4. The method according to claim 1, wherein obtaining the implicit transaction entity from the entity database based on the target query statement combination includes: A query data table is generated based on each of the query statements and the data stored in the entity database. The implicit transaction entity is obtained by querying the query data table based on the combination of the target query statements.
5. The method according to claim 4, wherein the data stored in the entity database includes static attribute data and dynamic attribute data, wherein the static attribute data is fixed entity data, and the dynamic attribute data is real-time collected user behavior data; The process of generating a query data table based on each of the query statements and the data stored in the entity database includes: A query data table is generated based on each of the query statements, the static attribute data, and the dynamic attribute data.
6. The method according to claim 1, further comprising, after obtaining the implicit transaction entity corresponding to the query text from the entity database based on the at least two query statements: Based on the implicit transaction entity and the preset template text, generate the response text corresponding to the query text; The reply text will be displayed to the user through the chat window.
7. An entity query device, comprising: The query text acquisition module is used to acquire the query text entered by the user for the target firm. The semantic parsing module is used to perform semantic parsing processing on the query text to obtain the semantic entity corresponding to the query text, the entity category corresponding to the semantic entity in the entity database, and the correspondence between the speech entity and the entity category; The query statement generation module is used to generate a query statement corresponding to the query text based on the semantic entity, entity category and the correspondence. The hidden entity query module is used to query the entity database based on the query statement to obtain the hidden transaction entity corresponding to the query text; The hidden entity query module is specifically used for: The query statements are combined to obtain at least one query statement combination; The execution-guided approach is used to determine the query statement combination with the largest joint probability value among the at least one query statement combination as the target query statement combination. The execution-guided approach is to execute each query statement separately to query the entity database, verify the query results corresponding to each query statement, and calculate the joint probability value corresponding to each query statement combination based on the query results corresponding to each query statement. The implicit transaction entity is obtained by querying the entity database based on the combination of the target query statements.
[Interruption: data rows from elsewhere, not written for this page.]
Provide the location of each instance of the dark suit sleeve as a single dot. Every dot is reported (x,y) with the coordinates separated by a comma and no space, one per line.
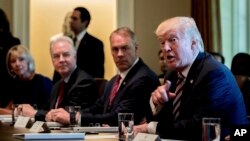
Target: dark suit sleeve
(84,94)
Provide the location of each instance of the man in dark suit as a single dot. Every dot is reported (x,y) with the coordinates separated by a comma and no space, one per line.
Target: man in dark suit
(90,54)
(208,88)
(76,88)
(7,40)
(135,86)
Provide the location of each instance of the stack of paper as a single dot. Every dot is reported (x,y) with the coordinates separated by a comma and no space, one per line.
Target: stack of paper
(50,136)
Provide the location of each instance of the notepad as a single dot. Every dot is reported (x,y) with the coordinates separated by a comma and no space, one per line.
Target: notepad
(50,136)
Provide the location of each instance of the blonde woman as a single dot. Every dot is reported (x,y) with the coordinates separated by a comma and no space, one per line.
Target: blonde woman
(27,87)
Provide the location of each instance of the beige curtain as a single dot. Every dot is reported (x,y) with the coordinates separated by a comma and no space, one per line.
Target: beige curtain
(206,13)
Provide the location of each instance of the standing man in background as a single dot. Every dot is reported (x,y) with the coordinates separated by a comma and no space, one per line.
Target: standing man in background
(90,54)
(6,42)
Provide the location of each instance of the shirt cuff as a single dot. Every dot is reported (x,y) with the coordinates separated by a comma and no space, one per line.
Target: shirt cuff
(152,127)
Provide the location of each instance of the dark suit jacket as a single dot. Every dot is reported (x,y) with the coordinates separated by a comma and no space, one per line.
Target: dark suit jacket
(133,96)
(90,56)
(81,90)
(210,90)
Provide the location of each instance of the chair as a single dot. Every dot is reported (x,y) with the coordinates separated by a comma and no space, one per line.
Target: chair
(244,85)
(101,83)
(241,69)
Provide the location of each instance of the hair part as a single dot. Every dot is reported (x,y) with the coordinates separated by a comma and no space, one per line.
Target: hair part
(63,39)
(85,15)
(185,25)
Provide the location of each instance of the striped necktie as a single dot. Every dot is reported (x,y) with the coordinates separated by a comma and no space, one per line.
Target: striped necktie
(60,94)
(178,93)
(114,89)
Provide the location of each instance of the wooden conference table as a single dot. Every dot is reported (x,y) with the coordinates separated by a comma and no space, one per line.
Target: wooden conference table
(7,131)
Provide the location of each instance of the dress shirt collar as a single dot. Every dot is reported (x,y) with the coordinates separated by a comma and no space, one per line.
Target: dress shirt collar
(186,70)
(124,74)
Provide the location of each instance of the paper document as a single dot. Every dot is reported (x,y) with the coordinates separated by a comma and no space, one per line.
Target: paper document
(49,136)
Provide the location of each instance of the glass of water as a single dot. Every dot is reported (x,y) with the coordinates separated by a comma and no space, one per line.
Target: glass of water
(211,129)
(126,124)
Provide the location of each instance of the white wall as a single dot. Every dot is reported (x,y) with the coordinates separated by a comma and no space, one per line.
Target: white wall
(143,16)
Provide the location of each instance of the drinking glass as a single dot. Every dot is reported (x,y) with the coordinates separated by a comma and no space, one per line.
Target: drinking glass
(75,116)
(126,124)
(211,129)
(16,111)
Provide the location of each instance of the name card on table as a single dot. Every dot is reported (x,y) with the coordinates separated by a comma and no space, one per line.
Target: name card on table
(146,137)
(23,122)
(40,127)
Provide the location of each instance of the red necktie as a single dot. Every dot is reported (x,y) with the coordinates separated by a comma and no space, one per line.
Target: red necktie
(178,92)
(115,89)
(60,94)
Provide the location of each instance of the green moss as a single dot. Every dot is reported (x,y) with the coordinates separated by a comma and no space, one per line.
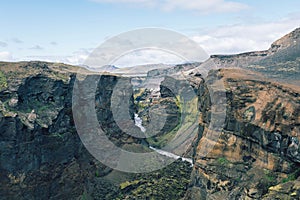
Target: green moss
(223,161)
(291,177)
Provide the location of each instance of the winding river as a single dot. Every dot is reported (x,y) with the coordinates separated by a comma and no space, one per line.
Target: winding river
(138,122)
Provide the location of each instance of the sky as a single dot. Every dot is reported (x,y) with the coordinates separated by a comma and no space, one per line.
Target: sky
(68,31)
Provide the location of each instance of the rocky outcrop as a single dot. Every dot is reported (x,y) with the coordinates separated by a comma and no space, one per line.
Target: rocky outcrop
(258,146)
(41,154)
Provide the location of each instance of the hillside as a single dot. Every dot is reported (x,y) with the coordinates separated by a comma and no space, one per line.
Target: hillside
(241,126)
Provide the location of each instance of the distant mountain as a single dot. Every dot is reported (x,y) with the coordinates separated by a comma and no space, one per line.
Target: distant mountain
(140,70)
(106,68)
(281,61)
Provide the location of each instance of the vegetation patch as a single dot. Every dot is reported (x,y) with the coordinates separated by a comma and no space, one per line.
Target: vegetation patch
(3,81)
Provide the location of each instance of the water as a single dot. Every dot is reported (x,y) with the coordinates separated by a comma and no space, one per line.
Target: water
(138,122)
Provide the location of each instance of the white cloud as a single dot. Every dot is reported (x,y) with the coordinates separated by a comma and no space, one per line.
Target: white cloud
(3,44)
(36,47)
(6,56)
(16,40)
(211,6)
(147,56)
(77,58)
(243,38)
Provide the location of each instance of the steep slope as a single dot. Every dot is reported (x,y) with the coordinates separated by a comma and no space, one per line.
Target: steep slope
(258,146)
(41,154)
(280,61)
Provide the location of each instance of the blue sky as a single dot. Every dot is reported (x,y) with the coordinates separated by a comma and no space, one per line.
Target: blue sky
(67,31)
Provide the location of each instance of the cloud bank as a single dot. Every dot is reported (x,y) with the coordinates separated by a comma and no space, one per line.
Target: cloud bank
(200,6)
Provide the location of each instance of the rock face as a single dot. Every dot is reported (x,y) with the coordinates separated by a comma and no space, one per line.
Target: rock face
(41,154)
(258,146)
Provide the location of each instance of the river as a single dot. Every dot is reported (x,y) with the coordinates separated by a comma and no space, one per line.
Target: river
(138,122)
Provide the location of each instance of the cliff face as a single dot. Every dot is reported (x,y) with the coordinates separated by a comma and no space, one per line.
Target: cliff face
(259,145)
(41,154)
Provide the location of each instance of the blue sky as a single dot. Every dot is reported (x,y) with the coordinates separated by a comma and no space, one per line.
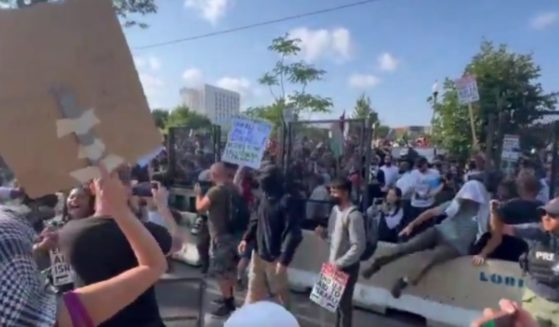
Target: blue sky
(391,50)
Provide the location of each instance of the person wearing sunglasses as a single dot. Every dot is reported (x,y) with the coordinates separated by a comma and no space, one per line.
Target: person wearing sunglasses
(541,262)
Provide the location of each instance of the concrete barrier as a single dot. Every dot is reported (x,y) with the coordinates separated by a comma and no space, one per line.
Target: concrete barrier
(451,294)
(189,252)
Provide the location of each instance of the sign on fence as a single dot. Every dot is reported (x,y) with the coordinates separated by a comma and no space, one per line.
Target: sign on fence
(60,269)
(467,89)
(328,290)
(246,142)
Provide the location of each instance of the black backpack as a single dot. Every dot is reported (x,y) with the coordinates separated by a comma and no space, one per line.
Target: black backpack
(371,234)
(239,214)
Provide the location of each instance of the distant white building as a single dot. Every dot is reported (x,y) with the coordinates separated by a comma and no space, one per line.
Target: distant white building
(216,103)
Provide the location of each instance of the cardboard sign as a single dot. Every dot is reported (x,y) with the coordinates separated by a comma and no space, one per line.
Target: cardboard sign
(246,142)
(70,94)
(467,90)
(328,290)
(511,148)
(60,269)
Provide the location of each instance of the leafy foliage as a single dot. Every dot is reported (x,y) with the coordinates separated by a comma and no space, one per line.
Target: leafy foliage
(180,116)
(126,9)
(288,82)
(161,116)
(508,88)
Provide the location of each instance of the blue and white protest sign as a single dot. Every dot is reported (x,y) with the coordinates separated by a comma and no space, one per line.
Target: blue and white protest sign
(247,141)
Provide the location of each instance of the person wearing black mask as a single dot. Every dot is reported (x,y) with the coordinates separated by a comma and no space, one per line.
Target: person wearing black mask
(277,233)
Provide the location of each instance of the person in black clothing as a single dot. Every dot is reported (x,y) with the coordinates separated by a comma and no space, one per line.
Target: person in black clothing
(276,231)
(521,210)
(391,214)
(98,250)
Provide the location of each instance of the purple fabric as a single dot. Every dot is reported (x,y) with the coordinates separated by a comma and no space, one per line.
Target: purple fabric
(78,314)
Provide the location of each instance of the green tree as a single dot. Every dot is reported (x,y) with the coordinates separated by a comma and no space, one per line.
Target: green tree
(126,9)
(382,131)
(160,116)
(288,83)
(182,116)
(363,110)
(509,89)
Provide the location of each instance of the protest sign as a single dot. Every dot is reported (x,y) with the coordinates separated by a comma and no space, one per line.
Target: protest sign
(511,148)
(468,94)
(60,269)
(328,290)
(246,142)
(467,89)
(70,95)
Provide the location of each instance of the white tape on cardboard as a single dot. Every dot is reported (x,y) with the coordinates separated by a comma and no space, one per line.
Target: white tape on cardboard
(80,126)
(93,151)
(86,174)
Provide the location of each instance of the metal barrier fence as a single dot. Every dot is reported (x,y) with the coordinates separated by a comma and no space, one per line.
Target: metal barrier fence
(191,151)
(177,304)
(327,149)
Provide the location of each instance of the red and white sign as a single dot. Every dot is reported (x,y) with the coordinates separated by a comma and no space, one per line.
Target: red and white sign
(328,290)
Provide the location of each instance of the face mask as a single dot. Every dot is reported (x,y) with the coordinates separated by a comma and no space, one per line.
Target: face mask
(335,199)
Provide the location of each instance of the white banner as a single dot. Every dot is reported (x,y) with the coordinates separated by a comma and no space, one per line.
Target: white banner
(246,142)
(60,269)
(467,89)
(511,148)
(328,290)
8. A storage medium having a computer program stored thereon, characterized in that, When the computer program is executed by a processor, it implements the steps of the method according to any one of claims 1 to 6.
9. An electronic device, characterized in that, include: A processor and a memory; wherein the memory stores a computer program adapted to be loaded by the processor and to execute the steps of the method as claimed in any one of claims 1 to 6.
10. A computer program product having at least one instruction stored thereon, characterized in that, When the at least one instruction is executed by the processor, it implements the steps of the method according to any one of claims 1 to 6.